Sleek and inspiring, the tower would include apartments, offices and first-floor retail space. The design incorporates an atrium and multiple grassy terraces, one of which would be open to the public and overlook the Sacramento River. There also will be plenty of parking, some of which could be used for Sacramento Kings games.

The developer, Los Angeles-based CIM Group, calls it a “very preliminary vision,” one that could shrink or grow depending on the interest from tenants. In L.A., the developer is known for revitalization projects such as the Hollywood & Highland Center near the Walk of Fame, which it spiffed up, and around Santa Monica’s Third Street Promenade.

But whatever ends up rising from the hole in the ground, Avi Shemesh, CIM’s co-founder and principal, promises it will be iconic. It will be a building that Sacramento will be known for.

“We want this to be where you’re walking down the street, you’ll see a reason to go there,” Shemesh told The Bee’s Dale Kasler and an editorial board member.

That’s good. If Golden 1 Center represents the start of a new era of bolder, fresher development in the central city – one more example of where Sacramento wants to go, as opposed to where it has been – then the flagship site of Third and Capitol is a good place to build on the trend.

The block has been an eyesore since 2007, when investor CalPERS halted construction on a pair of condominium and hotel towers after the project ran into cost overruns.

Since then, Capitol Mall has continued to languish. The stretch of public green space between Tower Bridge and the Capitol should be a treasure. Instead it is underused and under-appreciated.

Pedestrians have little reason to go there, particularly on weekends or on weekday evenings when government offices are closed. The two lanes that line Capitol Mall are barely even used by cars.

A tower at Third and Capitol that houses residents, even if only in 100 small apartments, will help change that. As will the new arena, with its after-business-hours events, and the thousands of new housing units that Mayor Kevin Johnson has vowed will be built in the central city within 10 years.

Given this activity, we have high hopes that plans to redo Capitol Mall, turning it into a legitimate space for festivals and other major events, will actually happen this time.

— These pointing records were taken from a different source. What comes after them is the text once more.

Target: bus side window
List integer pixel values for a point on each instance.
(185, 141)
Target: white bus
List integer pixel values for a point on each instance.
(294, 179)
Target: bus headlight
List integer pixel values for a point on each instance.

Councilman Steve Hansen is working with a professor from UC Davis on design changes that call for a performance stage and for narrowing Capitol Avenue from two lanes to one lane in each direction between Third and Ninth streets.

Not far away, Crocker Museum is getting ready to launch its own redesign plan, which could include a new sculpture garden, an art-oriented children’s playground and a performance venue that would link the area to the riverfront and Capitol Mall. West Sacramento also has built several new housing projects near Raley Field, all within walking and cycling distance of Capitol Mall.

Real change is all about timing, and with projects like these approaching a critical mass, downtown Sacramento’s timing could finally be right.